Gates hilft Kleinbauern mit 200 Millionen Dollar

Foto: UNCCD

Erneut redet Bill Gates Tacheles: In seiner Rede vor dem Internationalen Fonds für landwirtschaftliche Entwicklung (IFAD) ließ der Microsorft-Gründer und Milliarden schwere Philantrop jetzt kein gutes Haar an der Bekämpfung des Hungers und der Armut durch internationale Organisationen. Er forderte sie auch „sich gemeinsam hinter ein globales Ziel für nachhaltige Produktivitätsverbesserung zu stellen“, zitiert ihn die Presseagentur News Aktuell. Demnach sagte Gates: „Wenn Sie an den Ärmsten interessiert sind, sind Sie auch an der Landwirtschaft interessiert.“ Weiter sagte der Co-Chef der Melinda &Bill Gates Foundation: „Investitionen in Landwirtschaft sind die beste Waffe gegen Hunger und Armut, und sie haben bereits das Leben von Milliarden Menschen verbessert. Die internationale Landwirtschaftsgemeinschaft muss bei ihrer Hilfestellung für arme Landwirte innovativer, koordinierter und zielgerichteter werden. Wenn uns das gelingt, können wir das Leid vieler Menschen dramatisch reduzieren und ihnen wirtschaftliche Unabhängigkeit geben.“

Gates sagte dem IFAD, dem Welternährungsprogramm (WFP) und der Ernährungs- und Landwirtschaftsorganisation (FAO), dass der heute verwendete Ansatz im Kampf gegen Armut und Hunger überholt und ineffizient sei. Er forderte diese Ernährungsorganisationen auf, sich einem konkreten, messbaren Ziel zur Steigerung der Produktivität in der Landwirtschaft zu verpflichten, und ein System öffentlicher Score Cards zu unterstützen, um die Transparenz sich selbst sowie den Gebern und den durch sie unterstützten Ländern gegenüber zu maximieren.

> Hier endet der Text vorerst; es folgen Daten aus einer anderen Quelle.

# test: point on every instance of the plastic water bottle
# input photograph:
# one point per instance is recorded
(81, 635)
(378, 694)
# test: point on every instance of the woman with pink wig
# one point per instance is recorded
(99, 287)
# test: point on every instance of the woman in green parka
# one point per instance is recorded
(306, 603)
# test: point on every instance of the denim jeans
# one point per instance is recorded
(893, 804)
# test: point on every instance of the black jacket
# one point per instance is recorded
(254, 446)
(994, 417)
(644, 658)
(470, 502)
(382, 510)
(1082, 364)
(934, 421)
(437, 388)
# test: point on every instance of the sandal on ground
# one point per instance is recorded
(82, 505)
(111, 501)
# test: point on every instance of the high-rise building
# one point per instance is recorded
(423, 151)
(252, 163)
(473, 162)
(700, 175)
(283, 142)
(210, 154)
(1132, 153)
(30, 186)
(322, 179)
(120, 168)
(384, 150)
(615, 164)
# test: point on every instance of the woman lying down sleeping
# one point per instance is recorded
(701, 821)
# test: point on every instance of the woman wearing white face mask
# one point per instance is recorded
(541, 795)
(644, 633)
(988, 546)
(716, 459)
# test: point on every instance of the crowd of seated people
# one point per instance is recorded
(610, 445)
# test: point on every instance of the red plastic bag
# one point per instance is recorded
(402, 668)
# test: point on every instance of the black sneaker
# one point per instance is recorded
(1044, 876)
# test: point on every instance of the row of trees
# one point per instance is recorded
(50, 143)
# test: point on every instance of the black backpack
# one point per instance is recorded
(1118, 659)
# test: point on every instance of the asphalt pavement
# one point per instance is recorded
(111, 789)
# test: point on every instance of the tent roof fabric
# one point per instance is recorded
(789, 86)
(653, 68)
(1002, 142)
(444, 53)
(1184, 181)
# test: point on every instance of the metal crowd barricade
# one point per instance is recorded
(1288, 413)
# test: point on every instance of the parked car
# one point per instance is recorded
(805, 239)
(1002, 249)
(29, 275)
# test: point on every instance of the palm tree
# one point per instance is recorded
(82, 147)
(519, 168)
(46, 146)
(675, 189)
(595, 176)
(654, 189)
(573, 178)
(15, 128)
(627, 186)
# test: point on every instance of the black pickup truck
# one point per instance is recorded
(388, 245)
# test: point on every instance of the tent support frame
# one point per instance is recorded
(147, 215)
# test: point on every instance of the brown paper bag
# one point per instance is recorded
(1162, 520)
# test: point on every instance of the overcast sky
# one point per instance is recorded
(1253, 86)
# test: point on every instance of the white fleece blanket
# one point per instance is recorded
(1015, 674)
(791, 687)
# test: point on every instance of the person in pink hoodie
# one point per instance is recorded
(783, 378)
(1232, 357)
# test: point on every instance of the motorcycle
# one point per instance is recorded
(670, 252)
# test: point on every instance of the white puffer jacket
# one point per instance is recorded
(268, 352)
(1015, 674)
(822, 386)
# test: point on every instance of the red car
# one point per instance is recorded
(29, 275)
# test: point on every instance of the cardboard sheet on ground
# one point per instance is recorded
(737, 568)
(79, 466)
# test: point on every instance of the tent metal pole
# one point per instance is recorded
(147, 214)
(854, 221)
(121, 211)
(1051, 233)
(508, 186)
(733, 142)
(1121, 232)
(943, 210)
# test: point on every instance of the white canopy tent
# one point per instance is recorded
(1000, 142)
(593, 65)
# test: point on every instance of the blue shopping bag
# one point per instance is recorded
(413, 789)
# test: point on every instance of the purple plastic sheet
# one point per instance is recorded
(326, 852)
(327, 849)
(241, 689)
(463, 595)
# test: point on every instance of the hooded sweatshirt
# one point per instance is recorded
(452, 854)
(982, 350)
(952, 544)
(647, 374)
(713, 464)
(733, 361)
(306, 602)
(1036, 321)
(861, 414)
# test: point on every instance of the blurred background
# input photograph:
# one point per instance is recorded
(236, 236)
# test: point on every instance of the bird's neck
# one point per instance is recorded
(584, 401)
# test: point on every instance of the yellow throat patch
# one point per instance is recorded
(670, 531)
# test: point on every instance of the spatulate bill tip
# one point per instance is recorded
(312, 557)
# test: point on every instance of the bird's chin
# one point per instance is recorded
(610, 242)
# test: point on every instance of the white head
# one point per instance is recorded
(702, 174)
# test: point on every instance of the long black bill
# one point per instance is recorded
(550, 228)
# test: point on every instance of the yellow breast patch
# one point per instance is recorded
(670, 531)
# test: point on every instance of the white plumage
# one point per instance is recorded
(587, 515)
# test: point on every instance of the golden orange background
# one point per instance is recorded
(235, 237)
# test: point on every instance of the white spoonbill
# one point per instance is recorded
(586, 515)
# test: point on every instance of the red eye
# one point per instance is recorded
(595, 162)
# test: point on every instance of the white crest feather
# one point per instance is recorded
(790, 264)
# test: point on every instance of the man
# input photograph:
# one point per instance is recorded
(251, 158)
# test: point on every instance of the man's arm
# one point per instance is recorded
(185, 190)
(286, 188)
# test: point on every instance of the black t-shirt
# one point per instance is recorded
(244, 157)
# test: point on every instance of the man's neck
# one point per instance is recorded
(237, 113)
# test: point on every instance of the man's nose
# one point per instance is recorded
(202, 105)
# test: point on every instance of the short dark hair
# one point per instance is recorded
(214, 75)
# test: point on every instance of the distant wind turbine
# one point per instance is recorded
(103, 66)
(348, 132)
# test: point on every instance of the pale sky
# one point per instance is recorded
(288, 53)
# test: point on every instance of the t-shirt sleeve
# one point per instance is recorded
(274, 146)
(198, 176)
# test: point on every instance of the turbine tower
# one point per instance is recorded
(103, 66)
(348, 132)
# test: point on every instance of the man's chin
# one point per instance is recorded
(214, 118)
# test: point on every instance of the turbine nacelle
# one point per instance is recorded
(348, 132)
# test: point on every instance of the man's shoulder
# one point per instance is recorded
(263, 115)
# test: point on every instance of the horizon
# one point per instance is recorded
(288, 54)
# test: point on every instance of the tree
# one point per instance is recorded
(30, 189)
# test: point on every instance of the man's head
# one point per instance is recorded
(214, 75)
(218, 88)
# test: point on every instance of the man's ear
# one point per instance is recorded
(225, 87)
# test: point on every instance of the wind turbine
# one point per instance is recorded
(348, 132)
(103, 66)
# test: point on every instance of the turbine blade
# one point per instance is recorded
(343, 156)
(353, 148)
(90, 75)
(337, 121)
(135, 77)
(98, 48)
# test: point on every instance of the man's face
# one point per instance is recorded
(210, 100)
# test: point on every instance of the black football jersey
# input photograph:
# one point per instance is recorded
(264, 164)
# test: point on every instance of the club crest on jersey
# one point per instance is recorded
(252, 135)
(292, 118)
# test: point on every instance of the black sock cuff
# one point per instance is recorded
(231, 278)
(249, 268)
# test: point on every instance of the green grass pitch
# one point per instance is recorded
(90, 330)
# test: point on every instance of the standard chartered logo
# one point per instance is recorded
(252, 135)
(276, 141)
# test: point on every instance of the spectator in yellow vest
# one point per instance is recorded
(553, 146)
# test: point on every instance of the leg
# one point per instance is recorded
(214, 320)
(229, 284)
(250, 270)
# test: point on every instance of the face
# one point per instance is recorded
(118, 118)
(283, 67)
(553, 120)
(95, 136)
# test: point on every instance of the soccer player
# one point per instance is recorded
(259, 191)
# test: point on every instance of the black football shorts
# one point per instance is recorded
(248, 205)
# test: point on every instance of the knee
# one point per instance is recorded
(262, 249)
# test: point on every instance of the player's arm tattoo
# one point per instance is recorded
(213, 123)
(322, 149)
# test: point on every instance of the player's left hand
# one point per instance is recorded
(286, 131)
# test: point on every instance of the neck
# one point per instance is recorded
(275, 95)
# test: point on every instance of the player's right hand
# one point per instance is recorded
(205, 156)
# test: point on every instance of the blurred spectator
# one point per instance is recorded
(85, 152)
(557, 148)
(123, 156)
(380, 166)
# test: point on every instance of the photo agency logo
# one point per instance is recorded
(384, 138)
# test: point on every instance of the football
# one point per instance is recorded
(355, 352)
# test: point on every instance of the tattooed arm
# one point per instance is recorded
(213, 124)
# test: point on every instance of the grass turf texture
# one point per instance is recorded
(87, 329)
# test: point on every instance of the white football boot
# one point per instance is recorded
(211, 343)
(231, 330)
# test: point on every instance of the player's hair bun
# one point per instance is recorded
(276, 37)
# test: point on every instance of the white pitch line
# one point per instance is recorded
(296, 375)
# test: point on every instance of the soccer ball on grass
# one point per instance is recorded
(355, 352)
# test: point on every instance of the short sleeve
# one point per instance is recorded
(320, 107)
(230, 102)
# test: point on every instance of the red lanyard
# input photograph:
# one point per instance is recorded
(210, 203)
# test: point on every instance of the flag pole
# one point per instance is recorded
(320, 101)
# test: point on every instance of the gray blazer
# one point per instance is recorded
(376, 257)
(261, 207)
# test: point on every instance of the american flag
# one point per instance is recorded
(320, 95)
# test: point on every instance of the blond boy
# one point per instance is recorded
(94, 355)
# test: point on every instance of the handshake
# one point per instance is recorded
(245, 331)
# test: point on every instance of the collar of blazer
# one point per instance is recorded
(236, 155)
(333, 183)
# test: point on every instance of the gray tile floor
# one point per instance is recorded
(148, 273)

„Es muss das Ziel sein, sich von einzelnen Erfolgsbeispielen in Richtung nachhaltiger Produktivitätssteigerung für Hunderte Millionen Menschen auf dem Weg aus der Armut zu bewegen“, erklärte Gates. „Damit Hoffnung besteht, dass wir dieses Ziel erreichen, muss es ein Ziel sein, dem wir gemeinsam verpflichtet sind. Bei seiner Verfolgung müssen wir koordiniert handeln. Wir müssen bei unseren Bemühungen innovativere Wege einschlagen. Und wir müssen bereit sein zu akzeptieren, dass wir an unseren Ergebnissen beurteilt werden.“

Gates kündigte fast 200 Millionen US-Dollar Fördergelder an. Damit erhöhten sich die von seiner Stiftung seit Beginn des Landwirtschaftsprogramms im Jahr 2006 für landwirtschaftliche Kleinbetriebe zugesagten Mittel auf über zwei Milliarden Dollar. Die Stiftung verfolgt bei der Unterstützung von Kleinbauern einen umfassenden Ansatz, damit im Kampf gegen Hunger und Armut sowohl für die Wirtschaft als auch die Umwelt nachhaltiger Fortschritt möglich ist.